[WIP]: create 100 node test for DRA #3368

alaypatel07 · 2025-05-28T04:26:19Z

What type of PR is this?

This PR adds scale test for DRA. At a high level, it does the following:

install example dra driver. The driver create 8 gpu devices per node. 100 nodes, 800 gpu devices
create a long running job to fill up 90% of the available capacity, i.e 720 jobs with 1 pod each.
take scheduling metrics measurements and pod start up times
create additional short lived jobs, job.spec.parallelism being 10% of the capacity, job.spec.completions being 10 * (job.spec.parallism), this will give us 10% capacity churn for 10 times, i.e. 800 additional pods, 80 at a time.
take scheduling metrics and short lived churn pods start up times

What this PR does / why we need it:

needed for DRA GA

Which issue(s) this PR fixes:

Fixes #

Special notes for your reviewer:

creating a draft PR for early review on the direction, some rough edges need to be addressed
cc6ea1c this commit is a hack to make scheduler metrics work in my local kind environment. It needs to be dropped before this PR merges

Signed-off-by: Alay Patel <alayp@nvidia.com>

k8s-ci-robot · 2025-05-28T04:26:22Z

Skipping CI for Draft Pull Request.
If you want CI signal for your change, please convert it to an actual PR.
You can still manually trigger a test run with /test all

k8s-ci-robot · 2025-05-28T04:26:28Z

PR needs rebase.

Instructions for interacting with me using PR comments are available here. If you have questions or suggestions related to my behavior, please file an issue against the kubernetes-sigs/prow repository.
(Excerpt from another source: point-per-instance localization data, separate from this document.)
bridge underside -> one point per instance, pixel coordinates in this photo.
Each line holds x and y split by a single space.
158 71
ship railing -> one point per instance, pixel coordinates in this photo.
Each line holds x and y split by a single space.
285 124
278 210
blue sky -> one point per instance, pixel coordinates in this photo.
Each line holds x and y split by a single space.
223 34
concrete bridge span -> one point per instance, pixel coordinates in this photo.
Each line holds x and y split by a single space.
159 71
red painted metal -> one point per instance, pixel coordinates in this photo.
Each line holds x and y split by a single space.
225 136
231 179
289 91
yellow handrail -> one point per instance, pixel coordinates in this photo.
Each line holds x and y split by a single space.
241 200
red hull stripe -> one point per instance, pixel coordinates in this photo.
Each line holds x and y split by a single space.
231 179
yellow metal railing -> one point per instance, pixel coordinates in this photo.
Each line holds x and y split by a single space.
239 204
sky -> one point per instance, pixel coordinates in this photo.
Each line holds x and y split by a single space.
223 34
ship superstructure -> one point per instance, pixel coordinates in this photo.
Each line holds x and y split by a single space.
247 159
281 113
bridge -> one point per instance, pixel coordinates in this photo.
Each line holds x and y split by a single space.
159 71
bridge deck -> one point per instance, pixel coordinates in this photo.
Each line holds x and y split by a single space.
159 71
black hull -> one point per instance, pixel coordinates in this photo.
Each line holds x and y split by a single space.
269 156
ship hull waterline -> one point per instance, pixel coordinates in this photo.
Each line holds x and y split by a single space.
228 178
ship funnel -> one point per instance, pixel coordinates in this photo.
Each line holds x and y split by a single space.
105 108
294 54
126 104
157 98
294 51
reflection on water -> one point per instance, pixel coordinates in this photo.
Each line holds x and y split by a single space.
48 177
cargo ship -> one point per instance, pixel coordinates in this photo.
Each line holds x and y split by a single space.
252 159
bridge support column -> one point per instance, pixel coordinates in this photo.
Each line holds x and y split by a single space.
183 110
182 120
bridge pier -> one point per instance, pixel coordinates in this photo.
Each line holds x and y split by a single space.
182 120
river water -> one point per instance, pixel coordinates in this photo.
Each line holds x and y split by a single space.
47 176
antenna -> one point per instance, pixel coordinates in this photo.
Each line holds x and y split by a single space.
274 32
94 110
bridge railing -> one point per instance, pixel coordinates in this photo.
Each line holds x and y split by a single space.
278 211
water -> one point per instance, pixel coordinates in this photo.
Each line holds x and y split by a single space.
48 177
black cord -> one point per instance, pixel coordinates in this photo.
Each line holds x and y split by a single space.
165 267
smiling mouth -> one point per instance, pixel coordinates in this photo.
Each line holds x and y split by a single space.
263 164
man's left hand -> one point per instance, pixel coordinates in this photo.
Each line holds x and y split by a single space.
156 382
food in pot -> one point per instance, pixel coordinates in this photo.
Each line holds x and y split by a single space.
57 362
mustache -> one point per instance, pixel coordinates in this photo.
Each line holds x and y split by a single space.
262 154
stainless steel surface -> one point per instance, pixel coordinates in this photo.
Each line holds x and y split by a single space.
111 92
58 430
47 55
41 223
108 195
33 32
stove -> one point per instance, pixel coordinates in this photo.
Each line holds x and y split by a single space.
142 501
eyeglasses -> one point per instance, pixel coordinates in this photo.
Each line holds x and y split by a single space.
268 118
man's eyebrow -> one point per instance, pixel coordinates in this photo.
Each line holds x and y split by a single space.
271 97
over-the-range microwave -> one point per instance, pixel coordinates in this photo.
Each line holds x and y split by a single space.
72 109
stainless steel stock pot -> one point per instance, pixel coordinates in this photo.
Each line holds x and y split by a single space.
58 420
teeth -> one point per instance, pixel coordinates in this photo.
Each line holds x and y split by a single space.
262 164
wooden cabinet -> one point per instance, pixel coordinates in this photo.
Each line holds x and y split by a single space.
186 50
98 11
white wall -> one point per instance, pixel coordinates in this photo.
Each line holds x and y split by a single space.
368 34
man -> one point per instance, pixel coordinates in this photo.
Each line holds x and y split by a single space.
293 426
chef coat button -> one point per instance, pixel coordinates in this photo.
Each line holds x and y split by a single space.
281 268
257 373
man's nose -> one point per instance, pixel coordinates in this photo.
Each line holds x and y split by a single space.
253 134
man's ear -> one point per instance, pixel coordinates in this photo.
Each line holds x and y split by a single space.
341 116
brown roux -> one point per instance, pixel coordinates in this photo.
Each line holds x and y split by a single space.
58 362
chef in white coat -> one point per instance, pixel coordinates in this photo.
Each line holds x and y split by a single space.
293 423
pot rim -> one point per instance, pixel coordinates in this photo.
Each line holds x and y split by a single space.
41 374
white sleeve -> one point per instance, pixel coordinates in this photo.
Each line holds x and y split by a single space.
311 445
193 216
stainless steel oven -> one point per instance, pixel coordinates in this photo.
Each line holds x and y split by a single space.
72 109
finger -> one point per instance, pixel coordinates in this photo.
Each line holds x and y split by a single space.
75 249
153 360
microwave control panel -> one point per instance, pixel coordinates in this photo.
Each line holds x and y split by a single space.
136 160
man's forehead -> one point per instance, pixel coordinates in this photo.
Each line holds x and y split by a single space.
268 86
k8s-ci-robot · 2025-05-28T04:26:32Z

[APPROVALNOTIFIER] This PR is NOT APPROVED

This pull-request has been approved by: alaypatel07
Once this PR has been reviewed and has the lgtm label, please assign marseel for approval. For more information see the Code Review Process.

The full list of commands accepted by this bot can be found here.

Needs approval from an approver in each of these files:

clusterloader2/OWNERS

Approvers can indicate their approval by writing /approve in a comment
Approvers can cancel approval by writing /approve cancel in a comment

alaypatel07 · 2025-05-28T16:46:19Z

cc @pohly @wojtek-t

I have run this test on a 5 node cluster, I get the following measurements:

$ ls /tmp/clusterloader2-results/
...
...
PodStartupLatency_ChurnPodStartupLatency_dra-steady-state_2025-05-28T02:53:11Z.json
PodStartupLatency_FastFillPodStartupLatency_dra-steady-state_2025-05-28T02:52:05Z.json
SchedulingMetrics_ChurnSchedulingMetrics_dra-steady-state_2025-05-28T02:53:11Z.json
SchedulingMetrics_FastFillSchedulingMetrics_dra-steady-state_2025-05-28T02:52:05Z.json

wojtek-t

I've skimmed through it and it's the going in the direction I wanted it to go - thanks!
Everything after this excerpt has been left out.